There are two main reasons why. First, labor represents less than 20% of overall project expenditures. Second, union labor has been linked to improvements in productivity, efficiency, safety and workforce retention that offset higher wage and benefit levels. In Minnesota, researchers have also found that higher wages and benefits negotiated by skilled trade unions support more than 15,000 additional jobs through increased consumer spending, while reducing reliance on social assistance programs like food stamps and Medicaid by as much as 13%.

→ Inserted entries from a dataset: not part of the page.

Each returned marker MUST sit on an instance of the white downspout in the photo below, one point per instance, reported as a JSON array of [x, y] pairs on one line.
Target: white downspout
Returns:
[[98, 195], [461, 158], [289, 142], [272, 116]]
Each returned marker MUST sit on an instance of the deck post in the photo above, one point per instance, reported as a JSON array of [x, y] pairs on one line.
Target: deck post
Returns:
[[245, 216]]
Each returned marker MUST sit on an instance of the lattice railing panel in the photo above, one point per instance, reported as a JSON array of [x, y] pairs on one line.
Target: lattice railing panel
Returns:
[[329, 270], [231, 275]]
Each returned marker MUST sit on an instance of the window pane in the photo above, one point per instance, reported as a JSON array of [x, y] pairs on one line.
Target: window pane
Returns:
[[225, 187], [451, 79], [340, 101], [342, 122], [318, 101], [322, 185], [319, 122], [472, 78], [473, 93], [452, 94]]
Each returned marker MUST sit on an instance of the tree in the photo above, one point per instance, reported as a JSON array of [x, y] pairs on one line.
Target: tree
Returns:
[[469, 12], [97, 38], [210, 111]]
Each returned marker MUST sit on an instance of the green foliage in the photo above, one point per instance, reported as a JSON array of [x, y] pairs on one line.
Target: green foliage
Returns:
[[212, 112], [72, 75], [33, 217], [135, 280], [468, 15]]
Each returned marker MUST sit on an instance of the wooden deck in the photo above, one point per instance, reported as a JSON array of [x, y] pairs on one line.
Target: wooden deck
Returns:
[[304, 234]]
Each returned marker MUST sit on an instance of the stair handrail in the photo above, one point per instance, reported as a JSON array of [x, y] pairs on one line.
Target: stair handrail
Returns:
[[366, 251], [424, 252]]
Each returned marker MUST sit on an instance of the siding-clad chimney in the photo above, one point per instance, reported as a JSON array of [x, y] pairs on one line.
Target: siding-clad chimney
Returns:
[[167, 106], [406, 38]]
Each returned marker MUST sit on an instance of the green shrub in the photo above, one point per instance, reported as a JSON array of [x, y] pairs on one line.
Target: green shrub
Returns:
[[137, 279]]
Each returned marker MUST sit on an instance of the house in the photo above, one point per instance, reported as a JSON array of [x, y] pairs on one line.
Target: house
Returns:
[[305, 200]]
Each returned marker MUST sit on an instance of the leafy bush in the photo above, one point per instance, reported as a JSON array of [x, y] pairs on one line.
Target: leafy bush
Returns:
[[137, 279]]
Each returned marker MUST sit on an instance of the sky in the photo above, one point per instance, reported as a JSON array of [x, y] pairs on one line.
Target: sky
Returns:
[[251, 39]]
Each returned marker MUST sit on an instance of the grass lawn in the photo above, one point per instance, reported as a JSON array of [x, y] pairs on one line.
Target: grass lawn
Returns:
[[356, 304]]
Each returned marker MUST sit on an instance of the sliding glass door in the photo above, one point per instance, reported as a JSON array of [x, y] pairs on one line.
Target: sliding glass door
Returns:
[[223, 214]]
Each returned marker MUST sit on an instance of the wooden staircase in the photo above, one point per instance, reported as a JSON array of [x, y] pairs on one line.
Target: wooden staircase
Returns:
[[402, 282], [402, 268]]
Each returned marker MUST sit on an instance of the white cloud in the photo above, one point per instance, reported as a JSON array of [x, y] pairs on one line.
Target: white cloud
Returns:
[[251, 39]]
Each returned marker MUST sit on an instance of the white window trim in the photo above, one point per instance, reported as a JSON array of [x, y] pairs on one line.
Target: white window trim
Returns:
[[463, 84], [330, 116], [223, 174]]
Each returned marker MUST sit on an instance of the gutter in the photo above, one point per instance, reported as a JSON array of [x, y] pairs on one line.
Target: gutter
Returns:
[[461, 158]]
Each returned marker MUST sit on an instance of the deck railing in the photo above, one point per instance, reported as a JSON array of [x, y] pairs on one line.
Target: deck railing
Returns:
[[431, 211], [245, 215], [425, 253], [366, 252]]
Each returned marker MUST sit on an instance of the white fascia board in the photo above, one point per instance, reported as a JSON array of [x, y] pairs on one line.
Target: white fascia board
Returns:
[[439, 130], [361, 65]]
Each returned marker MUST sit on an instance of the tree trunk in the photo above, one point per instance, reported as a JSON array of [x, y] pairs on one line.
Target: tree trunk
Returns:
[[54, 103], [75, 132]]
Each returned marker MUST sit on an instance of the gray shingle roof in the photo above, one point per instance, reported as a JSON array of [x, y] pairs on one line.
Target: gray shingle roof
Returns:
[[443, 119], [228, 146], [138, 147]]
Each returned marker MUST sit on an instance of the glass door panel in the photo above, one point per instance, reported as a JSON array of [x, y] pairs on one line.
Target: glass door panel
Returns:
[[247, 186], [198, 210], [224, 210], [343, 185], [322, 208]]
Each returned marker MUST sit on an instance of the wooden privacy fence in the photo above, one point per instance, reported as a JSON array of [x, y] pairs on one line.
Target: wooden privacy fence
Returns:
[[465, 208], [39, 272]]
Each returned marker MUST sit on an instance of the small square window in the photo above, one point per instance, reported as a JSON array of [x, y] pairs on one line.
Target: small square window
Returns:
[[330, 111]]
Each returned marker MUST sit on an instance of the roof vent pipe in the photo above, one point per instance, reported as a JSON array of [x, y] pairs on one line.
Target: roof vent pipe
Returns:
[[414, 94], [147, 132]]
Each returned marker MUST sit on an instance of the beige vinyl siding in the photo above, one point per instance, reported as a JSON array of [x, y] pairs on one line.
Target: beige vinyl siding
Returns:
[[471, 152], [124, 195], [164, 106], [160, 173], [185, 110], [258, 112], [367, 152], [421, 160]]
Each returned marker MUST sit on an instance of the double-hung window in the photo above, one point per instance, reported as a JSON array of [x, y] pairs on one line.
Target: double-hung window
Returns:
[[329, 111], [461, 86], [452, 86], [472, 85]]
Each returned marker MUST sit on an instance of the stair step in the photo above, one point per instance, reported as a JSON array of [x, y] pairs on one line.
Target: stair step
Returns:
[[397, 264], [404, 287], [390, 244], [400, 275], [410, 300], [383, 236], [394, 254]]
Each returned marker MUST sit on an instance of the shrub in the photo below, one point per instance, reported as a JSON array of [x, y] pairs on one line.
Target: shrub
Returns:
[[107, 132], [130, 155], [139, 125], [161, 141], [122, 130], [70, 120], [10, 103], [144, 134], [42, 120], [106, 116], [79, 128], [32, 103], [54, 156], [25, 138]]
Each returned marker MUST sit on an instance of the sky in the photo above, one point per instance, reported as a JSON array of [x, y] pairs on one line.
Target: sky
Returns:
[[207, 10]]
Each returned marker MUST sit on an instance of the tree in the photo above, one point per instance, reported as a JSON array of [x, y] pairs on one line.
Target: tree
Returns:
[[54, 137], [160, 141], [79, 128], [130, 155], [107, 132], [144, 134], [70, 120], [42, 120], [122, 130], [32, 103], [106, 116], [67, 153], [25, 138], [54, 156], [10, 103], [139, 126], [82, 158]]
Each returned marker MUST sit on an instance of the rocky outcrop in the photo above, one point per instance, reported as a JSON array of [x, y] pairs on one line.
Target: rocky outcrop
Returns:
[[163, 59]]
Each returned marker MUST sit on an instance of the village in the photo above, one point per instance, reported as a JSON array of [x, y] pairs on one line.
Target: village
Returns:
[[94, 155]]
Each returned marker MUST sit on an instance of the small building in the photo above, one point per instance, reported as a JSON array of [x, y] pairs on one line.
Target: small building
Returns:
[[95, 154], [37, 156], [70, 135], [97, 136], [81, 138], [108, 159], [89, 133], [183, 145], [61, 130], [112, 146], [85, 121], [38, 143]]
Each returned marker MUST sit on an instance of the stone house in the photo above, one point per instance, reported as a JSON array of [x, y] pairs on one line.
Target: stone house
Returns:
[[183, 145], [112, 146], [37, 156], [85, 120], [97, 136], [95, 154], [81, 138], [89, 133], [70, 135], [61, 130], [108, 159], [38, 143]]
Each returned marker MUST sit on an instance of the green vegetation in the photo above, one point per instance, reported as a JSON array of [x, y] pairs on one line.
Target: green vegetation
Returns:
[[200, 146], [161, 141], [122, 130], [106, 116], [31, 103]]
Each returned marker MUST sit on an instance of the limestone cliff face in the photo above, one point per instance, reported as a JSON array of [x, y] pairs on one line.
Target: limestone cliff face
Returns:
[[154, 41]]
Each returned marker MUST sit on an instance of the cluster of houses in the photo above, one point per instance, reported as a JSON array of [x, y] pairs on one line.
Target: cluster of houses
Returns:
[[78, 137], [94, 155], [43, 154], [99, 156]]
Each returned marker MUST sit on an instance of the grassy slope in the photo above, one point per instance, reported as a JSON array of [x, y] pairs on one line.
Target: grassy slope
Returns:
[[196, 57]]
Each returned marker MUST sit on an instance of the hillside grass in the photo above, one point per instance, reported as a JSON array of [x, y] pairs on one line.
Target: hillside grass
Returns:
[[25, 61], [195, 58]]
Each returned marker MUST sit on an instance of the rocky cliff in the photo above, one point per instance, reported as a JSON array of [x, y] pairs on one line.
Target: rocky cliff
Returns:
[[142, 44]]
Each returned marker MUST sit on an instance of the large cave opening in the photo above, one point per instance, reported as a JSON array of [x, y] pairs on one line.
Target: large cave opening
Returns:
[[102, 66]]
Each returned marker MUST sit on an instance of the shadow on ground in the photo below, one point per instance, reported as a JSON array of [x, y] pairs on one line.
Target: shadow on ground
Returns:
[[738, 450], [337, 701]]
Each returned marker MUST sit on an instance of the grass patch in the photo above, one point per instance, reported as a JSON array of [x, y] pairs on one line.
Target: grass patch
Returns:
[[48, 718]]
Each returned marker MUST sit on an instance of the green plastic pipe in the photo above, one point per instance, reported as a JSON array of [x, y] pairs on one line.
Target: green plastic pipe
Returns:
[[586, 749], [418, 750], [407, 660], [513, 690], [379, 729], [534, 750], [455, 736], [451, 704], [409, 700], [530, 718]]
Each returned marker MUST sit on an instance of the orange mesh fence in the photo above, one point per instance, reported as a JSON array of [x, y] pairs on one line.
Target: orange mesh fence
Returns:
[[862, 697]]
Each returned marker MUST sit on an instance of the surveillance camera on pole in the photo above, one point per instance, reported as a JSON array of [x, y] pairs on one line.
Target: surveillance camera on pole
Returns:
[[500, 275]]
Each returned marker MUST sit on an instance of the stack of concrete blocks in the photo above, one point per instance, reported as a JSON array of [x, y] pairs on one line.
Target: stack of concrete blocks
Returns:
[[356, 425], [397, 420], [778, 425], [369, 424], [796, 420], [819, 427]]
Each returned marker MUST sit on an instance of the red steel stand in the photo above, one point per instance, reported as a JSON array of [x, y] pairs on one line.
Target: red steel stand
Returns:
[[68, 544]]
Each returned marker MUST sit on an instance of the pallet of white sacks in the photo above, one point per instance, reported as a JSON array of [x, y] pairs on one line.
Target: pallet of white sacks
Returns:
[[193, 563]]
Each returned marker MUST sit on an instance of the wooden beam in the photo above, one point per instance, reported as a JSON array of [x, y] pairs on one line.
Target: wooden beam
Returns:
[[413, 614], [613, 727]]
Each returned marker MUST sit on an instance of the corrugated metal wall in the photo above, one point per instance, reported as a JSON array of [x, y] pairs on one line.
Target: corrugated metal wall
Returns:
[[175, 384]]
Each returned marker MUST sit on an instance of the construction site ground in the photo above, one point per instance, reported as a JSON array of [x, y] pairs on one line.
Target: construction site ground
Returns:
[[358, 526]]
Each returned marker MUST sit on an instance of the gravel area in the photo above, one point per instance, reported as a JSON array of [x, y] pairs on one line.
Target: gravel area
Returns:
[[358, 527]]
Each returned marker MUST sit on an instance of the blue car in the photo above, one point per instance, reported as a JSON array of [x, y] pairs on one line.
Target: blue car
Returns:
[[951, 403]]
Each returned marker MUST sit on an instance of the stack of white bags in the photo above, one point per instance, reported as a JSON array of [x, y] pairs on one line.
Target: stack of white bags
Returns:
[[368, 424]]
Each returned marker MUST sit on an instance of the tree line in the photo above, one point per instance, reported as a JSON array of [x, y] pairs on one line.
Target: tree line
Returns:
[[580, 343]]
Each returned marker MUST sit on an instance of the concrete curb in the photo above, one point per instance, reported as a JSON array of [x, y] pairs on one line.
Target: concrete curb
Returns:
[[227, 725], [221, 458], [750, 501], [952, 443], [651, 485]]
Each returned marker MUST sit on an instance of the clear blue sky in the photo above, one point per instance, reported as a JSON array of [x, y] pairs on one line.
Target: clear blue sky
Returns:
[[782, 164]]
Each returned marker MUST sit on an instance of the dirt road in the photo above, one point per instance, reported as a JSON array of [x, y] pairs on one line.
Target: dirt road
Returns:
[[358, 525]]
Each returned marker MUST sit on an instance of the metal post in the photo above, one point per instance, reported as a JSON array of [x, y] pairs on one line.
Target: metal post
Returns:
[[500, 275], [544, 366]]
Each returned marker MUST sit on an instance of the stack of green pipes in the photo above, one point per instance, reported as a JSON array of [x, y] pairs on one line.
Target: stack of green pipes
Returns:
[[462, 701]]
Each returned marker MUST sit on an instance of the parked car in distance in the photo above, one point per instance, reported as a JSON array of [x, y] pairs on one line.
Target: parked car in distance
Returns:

Without institutional or policy mechanisms that promote workforce investment, there is too often an incentive to depress wages or forego spending on training in an effort to lower project bids or maximize short-term profits. Such dynamics, which are not uncommon in the non-unionized side of the construction and energy sectors, can lead to erosion of job quality and labor market competitiveness. And it can invite the skilled worker shortages we are seeing in clean energy and so many other industries today. 

Late last year, the U.S. House passed new tax credits and incentives to accelerate America’s clean energy transition by encouraging greater utilization of union labor and American-made materials. These provisions — which may soon be considered in the U.S. Senate — would ensure the industry is not only creating more good jobs in the bargain of constructing and maintaining its facilities, but investing in the joint-labor management apprenticeship programs that function as skilled workforce supply pipelines. With unions enjoying their largest public approval in more than 50 years, such provisions are clearly popular with the public. When considered alongside the imperatives of protecting our environment, growing our economy, and attaching more workers to good jobs and in-demand careers — it’s clear they are also sound policy.